As Jack walks away Emily traces circles on her wrist, roughly with her thumb this time. Under her skin, the peripheral terminals of her synthetic nerve sense her touch and send an electrical signal along the length of the nerve cable into her brain. There, one central terminal releases serotonin into the prefrontal cortex, and another releases dopamine into the nucleus accumbens lateral shell. She feels herself become calm and focused.

Four months ago, Emily was among the first hundred people to receive a Living Synthetics implant. At a quick doctor’s visit, a small incision was made to place the implant, about the size of a grain of sand, just below cervical vertebra 7 at the base of her neck.

Once in place, the implant initiated its program. It extended peripheral and central projections, guided by molecular nanosensors embedded in the tips. Within three weeks, the projections had grown to their targets: The peripheral terminal in the skin of her inner wrist, and the central terminals in the specified locations in her brain.

Now Emily has control of her mood. A simple stroke of her wrist triggers the release of neuromodulators exactly where she needs them to produce a sense of focused well-being.

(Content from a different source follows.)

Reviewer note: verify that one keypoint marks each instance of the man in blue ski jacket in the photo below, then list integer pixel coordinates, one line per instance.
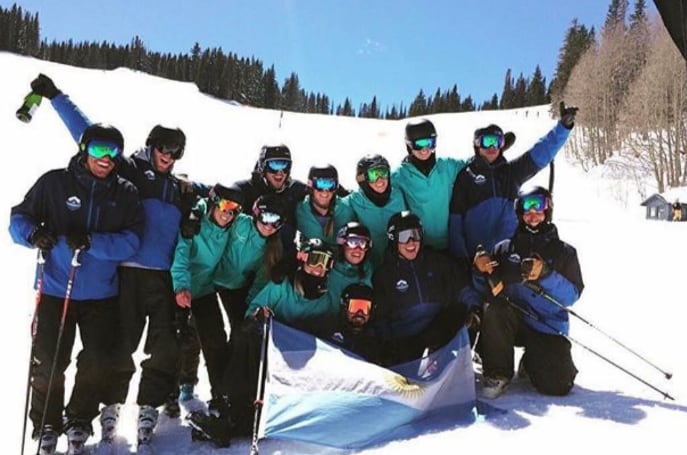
(87, 208)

At first Emily only used it when she felt deeply anxious or depressed. It was immediately effective. The relief from her debilitating mental state felt something like waking up on your first day of full recovery from the flu.

So this is what life is like. I had forgotten, she thought.

She found that she was able to get things done a lot more efficiently, and to interact with people with ease.

She soon found herself going for her wrist for lesser evils, such as feeling a bit foggy headed, or having self-critical thoughts. It helped. She was more alert and able to focus. She still felt like herself, but only the best parts of herself. She had always thought of herself as someone with a lot of potential, but for the first time she felt like she could actualize that. She had accomplished more in the last three months than she had in the previous three years.

Lately she had been experimenting with applying more pressure. It gave her an extra boost, bordering on sexual arousal.

Jack is back with the blanket, and he wraps it around Emily.

“What are you thinking about?” he asks.

“Rocks,” she says.

Emily looks at Jack’s face. He hasn’t been weathered by the elements too much yet at twenty-six. His skin is still clear of sun damage and wrinkles, and he has all of his thick brown hair. He is most attractive when he smiles. His eyes sparkle then, making him appear playful. More often his lips make a straight line.

Too bad, she thinks. I was just starting to like him.

She strokes her wrist.

“I need you,” she says, laying the blanket onto the sand and pulling him down onto it.

He grins and says with affected confidence, “You think I am beautiful.”

A few minutes later, as he enters her, her neck and head arch back such that she can see the cliffs behind her. She thinks about how they are on the edge of inhabitable space as it slowly falls into the ocean, and she smiles.